As we noted in an alert  last year, a Greenpeace study titled Who’s Holding Us Back? reported:

‘The corporations most responsible for contributing to climate change emissions and profiting from those activities are campaigning to increase their access to international negotiations and, at the same time, working to defeat progressive legislation on climate change and energy around the world.’

Greenpeace added: ‘These polluting corporations often exert their influence behind the scenes, employing a variety of techniques, including using trade associations and think tanks as front groups; confusing the public through climate denial or advertising campaigns; making corporate political donations; as well as making use of the “revolving door” between public servants and carbon-intensive corporations.’

Unsurprisingly then, meaningful action on tackling climate change is nowhere on the political agenda.
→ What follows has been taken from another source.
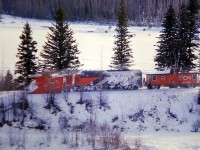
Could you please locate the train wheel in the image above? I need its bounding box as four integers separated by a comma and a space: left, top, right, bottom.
147, 83, 153, 89
156, 85, 160, 89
But the record of corporate capitalism shows that powerful industrial forces will do all they can to lobby governments to allow for continued economic exploitation of the planet’s resources. According to U.S Geological Survey, within the Arctic Circle there are some 90 billion barrels of oil – 13 per cent of the planet’s undiscovered oil reserves – and 30 per cent of its undiscovered natural gas. The race for corporate profits is now on, with Shell already committed to a multi year exploration programme in the Arctic.

Media Malpractice: Corporate media ‘inclusion’ of dissent has deceived the public with the illusion of openness and change, while business-as-usual has taken us very far in the opposite direction. Ironically, meek ‘cooperation’ has handed influence and control to the very forces seeking to dis-empower dissent.   And in the absence of serious left/green criticism, corporate media performance has actually deteriorated.

Why should progressives help this system sell the illusion that the corporate media offers a ‘wide spectrum of views’ when its biased output overwhelmingly and inevitably promotes Permanent War for resources and war on the planet? The corporate media must be confronted with the reality of what it is, and what it has done. It is vital that this be highlighted to the public it has been deceiving.

While the power of the internet remains relatively open, there is a brief window to free ourselves from the shackles of the corporate media and to build something honest, radical, and publicly accountable.